The fin fish are small. Even stacks of frozen tuna for which Japan and now world markets have an insatiable appetite are smaller. The fish are dwindling.
Here in Miami, Biscayne Bay was one of the most productive fisheries in the United States -- yielding hundreds of thousands of pounds of Spanish mackerel a year. Fishing was once the principal draw for visitors who bought real estate on Miami Beach. The tear-downs on Palm Island still have fishing tables, but it has been a long time since those fishing tables were important to the real estate market.
The Gulf of Maine, another water body I know well, lost its cod fishery more than one hundred years ago after millions and millions of pounds were harvested.
If you want to eat fresh wild-caught fish from Florida at the market today you will be paying around $25 per pound. In the Mediterranean basin where I've also visited recently, the market price for fish is even more expensive, by the gram.
Virtually all media attention on dwindling fisheries is devoted to over-fishing. Each year, the international long line fishing fleet puts more than 4.5 billion hooks in the world's oceans. The application of information-gathering technologies by the industrial fishing fleet has had a massive impact on the ocean food chain.
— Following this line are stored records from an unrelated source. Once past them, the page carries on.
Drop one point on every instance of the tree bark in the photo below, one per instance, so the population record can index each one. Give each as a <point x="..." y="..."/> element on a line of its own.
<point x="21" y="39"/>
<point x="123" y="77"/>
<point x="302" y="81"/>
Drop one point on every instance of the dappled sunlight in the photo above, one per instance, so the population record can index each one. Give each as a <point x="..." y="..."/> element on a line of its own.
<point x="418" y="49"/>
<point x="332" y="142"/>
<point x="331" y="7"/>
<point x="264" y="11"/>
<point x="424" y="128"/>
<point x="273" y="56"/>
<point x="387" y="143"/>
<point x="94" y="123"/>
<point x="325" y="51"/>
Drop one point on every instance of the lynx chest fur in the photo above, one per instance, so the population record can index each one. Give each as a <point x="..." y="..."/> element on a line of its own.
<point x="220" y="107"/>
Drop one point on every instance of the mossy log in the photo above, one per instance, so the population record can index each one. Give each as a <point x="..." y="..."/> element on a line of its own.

Recent science reports estimate that the fleet is roughly two times the size that could protect a sustainable fishery.
Then there is coastal pollution and the acidification of the world's oceans, caused by the interaction of higher levels of carbon dioxide with salt water. The subtle changes in water chemistry have profound impacts on the food chain.
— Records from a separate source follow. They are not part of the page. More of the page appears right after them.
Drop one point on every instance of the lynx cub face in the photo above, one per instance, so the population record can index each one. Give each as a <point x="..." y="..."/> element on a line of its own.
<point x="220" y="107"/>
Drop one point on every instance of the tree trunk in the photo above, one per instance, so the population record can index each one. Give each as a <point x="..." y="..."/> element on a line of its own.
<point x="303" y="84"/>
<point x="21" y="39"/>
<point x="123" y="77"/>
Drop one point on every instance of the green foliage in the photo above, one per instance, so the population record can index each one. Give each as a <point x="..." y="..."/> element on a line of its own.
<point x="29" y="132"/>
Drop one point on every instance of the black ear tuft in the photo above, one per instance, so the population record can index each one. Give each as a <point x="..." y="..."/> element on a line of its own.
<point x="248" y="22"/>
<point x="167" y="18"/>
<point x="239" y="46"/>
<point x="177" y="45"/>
But there is another phenomenon that has been attracting the attention of the world's oceanographers: the dramatic expansion of vast areas in the world's oceans where dissolved oxygen content is dropping to levels that cannot sustain fish. This is a documented result of climate change: warmer ocean temperatures heat the water with the same effect as a glass of soda left open in the sun on a warm day.
The result is that the world's remaining ocean fish are being concentrated by climate-driven chemistry in smaller areas and compressed layers closer to the ocean surface.
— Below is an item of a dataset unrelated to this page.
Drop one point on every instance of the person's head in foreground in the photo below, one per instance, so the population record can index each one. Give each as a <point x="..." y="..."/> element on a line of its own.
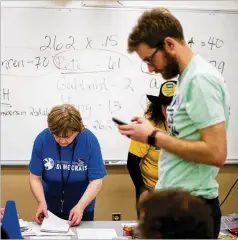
<point x="158" y="39"/>
<point x="175" y="214"/>
<point x="65" y="122"/>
So what one sees in the Tokyo fish market or your local grocer's fish display is this: nine billion people on the planet hungry for food are pushing the fish to the edge. It is not just the fish. The same holds for terrestrial food supply, damaged by man-made climate change. It is happening right now, with massive drought in California's Central Valley.
Yes, the polar ice caps are melting and the permafrost is releasing heat-trapping gases, but before sea level rise impacts world economies, the crisis and costs to the world's food supply will drift into first world nation's like ours.
This is not a matter of speculation. It is happening. Now. And it is a good reason that this November voters should spurn the radical right and its representatives who profess the economy is their primary concern but skip through daily life as if no one notices what is happening around us.
3 comments:
http://www.activistpost.com/2014/05/mass-fish-deaths-millions-have-been.html
http://www.ted.com/talks/jackie_savitz_save_the_oceans_feed_the_world
I've wondered if our best solution here in Florida is just to require that any fish sold in Florida waters be sold as "fresh". Never frozen, never canned, etc.
No expert on this, but I imagine it would mean far more fish over time, larger weights, etc. And that would attract more fishing tourists willing to pay the same fishermen much more to take them fishing on their boats, etc. In other words, raise the value of the fish and everyone benefits (except those who want cheap tasteless, frozen/canned fish).
At Key Biscayne and Haulover, you can get fresh fish straight off the boat sold by the guys who caught them. Safe enough to be eaten raw. Someone needs to start a fish CSA, because truly fresh fish is hard to find.